The couple’s Shore home was also purchased at a higher price than it’s worth today.

They need to look at their finances and goals in stages to determine what may be best for them.

Duerr says the couple needs to look at the next 15 years and make several decisions. He recommends looking at this time frame in five-year increments.

“For the next five years they need to determine if they can save any additional funds for retirement,” Duerr says. “They also need to decide if they want to maintain both homes or rent the Shore house.”

In years six to 10 they need to decide if they really want or need both homes. They should consider selling one, probably their primary residence, and moving permanently to the Shore home, which has cheaper expenses.

During that time, they need to also decide how much longer Ming will work in the family business. If he leaves, he’d probably sell his share for between $100,000 and $150,000 — money that would help them in retirement, Duerr says.

For the remaining five-year increment and beyond, Duerr says the couple should decide if they want to stay in New Jersey or move to a lower income tax state.

Ming will leave his primary employer this year and stay with the family business, and fortunately his medical insurance will be covered by his former employer.

“This is a major expense they will not need to be concerned about,” Duerr says.

Ming says he would stay with the family business for at least five years, and maybe as long as 10 years. Duerr says that’s a smart move, and it will help to pay the bills and allow Ming and Mandy to leave their retirement assets more time to potentially grow and recover to levels prior to the market crash of 2008.

The couple will receive pensions totaling $69,000 a year at age 60, and then Social Security will be close to paying out. At 66, Ming would receive $26,400 a year and at 62, Mandy would receive $18,000.
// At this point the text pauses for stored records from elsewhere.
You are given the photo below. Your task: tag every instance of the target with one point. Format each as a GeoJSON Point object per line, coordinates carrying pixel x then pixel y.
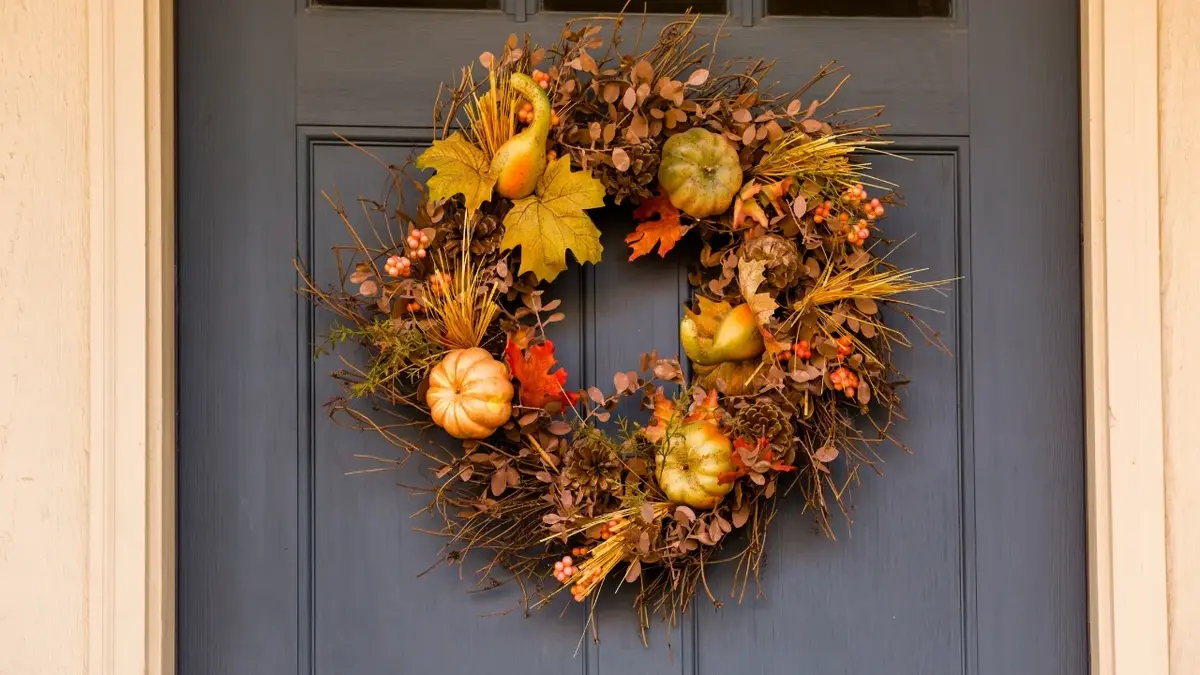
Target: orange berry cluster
{"type": "Point", "coordinates": [564, 569]}
{"type": "Point", "coordinates": [803, 351]}
{"type": "Point", "coordinates": [822, 211]}
{"type": "Point", "coordinates": [845, 346]}
{"type": "Point", "coordinates": [399, 266]}
{"type": "Point", "coordinates": [610, 529]}
{"type": "Point", "coordinates": [581, 587]}
{"type": "Point", "coordinates": [857, 233]}
{"type": "Point", "coordinates": [873, 208]}
{"type": "Point", "coordinates": [844, 380]}
{"type": "Point", "coordinates": [441, 280]}
{"type": "Point", "coordinates": [418, 242]}
{"type": "Point", "coordinates": [525, 114]}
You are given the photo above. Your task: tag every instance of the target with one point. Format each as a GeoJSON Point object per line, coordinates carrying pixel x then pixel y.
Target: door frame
{"type": "Point", "coordinates": [131, 567]}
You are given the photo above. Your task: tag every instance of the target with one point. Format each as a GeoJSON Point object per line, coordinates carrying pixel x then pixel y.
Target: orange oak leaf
{"type": "Point", "coordinates": [747, 454]}
{"type": "Point", "coordinates": [665, 231]}
{"type": "Point", "coordinates": [747, 208]}
{"type": "Point", "coordinates": [540, 388]}
{"type": "Point", "coordinates": [774, 192]}
{"type": "Point", "coordinates": [664, 411]}
{"type": "Point", "coordinates": [707, 410]}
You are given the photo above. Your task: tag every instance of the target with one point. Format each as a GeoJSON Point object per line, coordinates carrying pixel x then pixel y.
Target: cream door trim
{"type": "Point", "coordinates": [131, 507]}
{"type": "Point", "coordinates": [1123, 315]}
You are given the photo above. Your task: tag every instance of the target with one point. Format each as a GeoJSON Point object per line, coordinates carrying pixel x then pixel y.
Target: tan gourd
{"type": "Point", "coordinates": [690, 466]}
{"type": "Point", "coordinates": [521, 160]}
{"type": "Point", "coordinates": [469, 394]}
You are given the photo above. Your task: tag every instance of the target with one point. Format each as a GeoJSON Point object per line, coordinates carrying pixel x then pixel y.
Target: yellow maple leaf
{"type": "Point", "coordinates": [552, 220]}
{"type": "Point", "coordinates": [750, 278]}
{"type": "Point", "coordinates": [461, 168]}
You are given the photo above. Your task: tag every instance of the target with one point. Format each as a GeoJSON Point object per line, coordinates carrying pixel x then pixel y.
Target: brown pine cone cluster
{"type": "Point", "coordinates": [763, 419]}
{"type": "Point", "coordinates": [783, 258]}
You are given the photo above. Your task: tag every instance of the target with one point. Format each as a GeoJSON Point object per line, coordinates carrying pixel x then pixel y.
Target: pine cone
{"type": "Point", "coordinates": [783, 258]}
{"type": "Point", "coordinates": [591, 466]}
{"type": "Point", "coordinates": [763, 419]}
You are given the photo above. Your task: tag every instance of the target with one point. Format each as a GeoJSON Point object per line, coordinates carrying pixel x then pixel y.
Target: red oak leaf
{"type": "Point", "coordinates": [665, 231]}
{"type": "Point", "coordinates": [540, 388]}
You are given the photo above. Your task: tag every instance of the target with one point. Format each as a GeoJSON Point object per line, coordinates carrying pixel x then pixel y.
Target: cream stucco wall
{"type": "Point", "coordinates": [1180, 181]}
{"type": "Point", "coordinates": [43, 336]}
{"type": "Point", "coordinates": [84, 554]}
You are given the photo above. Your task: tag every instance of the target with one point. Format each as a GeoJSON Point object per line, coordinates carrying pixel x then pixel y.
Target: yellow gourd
{"type": "Point", "coordinates": [690, 466]}
{"type": "Point", "coordinates": [521, 160]}
{"type": "Point", "coordinates": [700, 172]}
{"type": "Point", "coordinates": [718, 333]}
{"type": "Point", "coordinates": [469, 394]}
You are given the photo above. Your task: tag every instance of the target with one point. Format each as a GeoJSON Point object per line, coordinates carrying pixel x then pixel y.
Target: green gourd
{"type": "Point", "coordinates": [521, 160]}
{"type": "Point", "coordinates": [700, 172]}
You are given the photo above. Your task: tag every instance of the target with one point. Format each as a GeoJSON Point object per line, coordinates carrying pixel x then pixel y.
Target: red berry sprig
{"type": "Point", "coordinates": [399, 266]}
{"type": "Point", "coordinates": [564, 569]}
{"type": "Point", "coordinates": [875, 209]}
{"type": "Point", "coordinates": [610, 529]}
{"type": "Point", "coordinates": [822, 213]}
{"type": "Point", "coordinates": [845, 346]}
{"type": "Point", "coordinates": [441, 280]}
{"type": "Point", "coordinates": [845, 381]}
{"type": "Point", "coordinates": [418, 242]}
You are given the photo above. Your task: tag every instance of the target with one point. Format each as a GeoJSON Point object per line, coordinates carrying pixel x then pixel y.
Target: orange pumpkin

“Their gross income at that point, not including possible earnings from their business or retirement plan distributions, would be approximately $113,000,” he says. “If they are able to delay taking Mandy’s Social Security until she is eligible for full benefits at 66 and 4 months, her Social Security would increase by $7,200 per year.”

That all sets up the decision-making.

The Shore house is a considerable expense for the couple, and they’re thinking of renting out the property, but they’re concerned about being landlords. Duerr says rental income would be a help in paying the bills to maintain the home, but they need to decide if it will be worth the possible headaches. Plus, they like to use the property, which they can’t do if they have a tenant.

“If they are concerned about being landlords, I would suggest that the best thing to do would be to continue to have the two homes for now, but realize that they will need to sell either the Shore home or the primary residence when Mandy retires,” he says.

This gives them four years to decide where they’d want to live, and hopefully the housing market will improve before they sell.

When Ming works solely in the family business, they should consider making retirement contributions for him. He has several different self-employed retirement plans to choose from, and while Mandy is still working, she should save as much as possible in her plan.

The couple has enough life insurance at this time, but long-term care insurance should be a consideration. But Ming has a health condition and he may not be able to qualify for a plan. Even if he did, Duerr thinks the couple couldn’t handle the premiums as long as they own both homes. They should take another look after they sell one of the properties, he says.

“They need to consider and give serious thought to the various options they have. This way they can make a truly informed decision that they have thought long and hard about,” he says. “Once they are fully retired and sell one of their homes, their expenses will drop significantly. Once this occurs they should be able to live the frugal retirement they are longing for.”